# Creating Boxes in Finale 2006



## Evan Gamble (Feb 27, 2007)

bumpity bump o


----------



## Evan Gamble (Feb 27, 2007)

Ok just found out that aleatoric boxes can only be created in Finale by using the line tool :x 

Can sibelius do this any easier?


----------



## Nickie Fønshauge (Feb 28, 2007)

Evan Gamble @ 27th February 2007 said:


> Ok just found out that aleatoric boxes can only be created in Finale by using the line tool :x
> 
> Can sibelius do this any easier?


I don't know what an aleatoric box is, but wouldn't it be possible to create as a shape expression?


----------



## Evan Gamble (Feb 28, 2007)

Nickie Fønshauge @ Wed Feb 28 said:


> Evan Gamble @ 27th February 2007 said:
> 
> 
> > Ok just found out that aleatoric boxes can only be created in Finale by using the line tool :x
> ...



Yeah but than it would be stuck as a certain size I belive. Would have to edit it everytime to fit the figure.


----------



## Daryl (Feb 28, 2007)

Evan, I always thought that Finale was better than Sibelius in creating strange aleatoric symbols. Maybe you need to ask some place where there are more Finale users.

D


----------



## Nickie Fønshauge (Feb 28, 2007)

Evan Gamble @ 28th February 2007 said:


> Yeah but than it would be stuck as a certain size I belive. Would have to edit it everytime to fit the figure.
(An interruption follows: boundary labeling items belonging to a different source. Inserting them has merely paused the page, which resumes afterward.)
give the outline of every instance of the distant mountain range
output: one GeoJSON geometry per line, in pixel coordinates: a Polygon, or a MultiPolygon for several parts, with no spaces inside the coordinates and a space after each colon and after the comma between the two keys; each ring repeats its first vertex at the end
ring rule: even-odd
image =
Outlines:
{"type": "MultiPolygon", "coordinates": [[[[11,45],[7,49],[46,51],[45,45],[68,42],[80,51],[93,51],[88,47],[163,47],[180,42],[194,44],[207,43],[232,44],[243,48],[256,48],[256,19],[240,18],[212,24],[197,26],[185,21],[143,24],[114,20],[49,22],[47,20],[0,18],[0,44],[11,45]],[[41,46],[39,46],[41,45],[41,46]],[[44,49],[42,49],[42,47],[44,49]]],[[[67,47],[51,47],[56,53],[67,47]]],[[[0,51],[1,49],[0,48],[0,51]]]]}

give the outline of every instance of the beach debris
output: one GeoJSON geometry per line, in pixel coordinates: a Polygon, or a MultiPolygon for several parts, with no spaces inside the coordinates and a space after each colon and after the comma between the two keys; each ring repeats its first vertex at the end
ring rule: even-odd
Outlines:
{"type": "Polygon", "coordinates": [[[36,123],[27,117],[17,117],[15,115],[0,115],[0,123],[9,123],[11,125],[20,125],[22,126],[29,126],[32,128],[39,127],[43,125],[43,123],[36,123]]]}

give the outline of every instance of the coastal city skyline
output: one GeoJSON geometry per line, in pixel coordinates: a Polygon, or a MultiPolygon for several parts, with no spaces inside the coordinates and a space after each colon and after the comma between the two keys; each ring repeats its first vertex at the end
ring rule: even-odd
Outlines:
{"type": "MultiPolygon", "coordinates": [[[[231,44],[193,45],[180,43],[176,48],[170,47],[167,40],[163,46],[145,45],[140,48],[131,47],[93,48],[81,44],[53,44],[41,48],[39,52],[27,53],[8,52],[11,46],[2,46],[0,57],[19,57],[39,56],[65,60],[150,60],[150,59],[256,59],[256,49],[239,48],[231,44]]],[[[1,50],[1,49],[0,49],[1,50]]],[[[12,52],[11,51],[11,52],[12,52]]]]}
Not edit - resize. After applying the expression, double-click its handle and up pops a number of resize handles, which you can drag till you get the right size. Doesn't get much easier. If you apply it with a mata tool, each application of the expression is a unique copy. Resizing then doesn't affect other instances. It is best to apply it as a note expression, unless you want an expression on all staves.


----------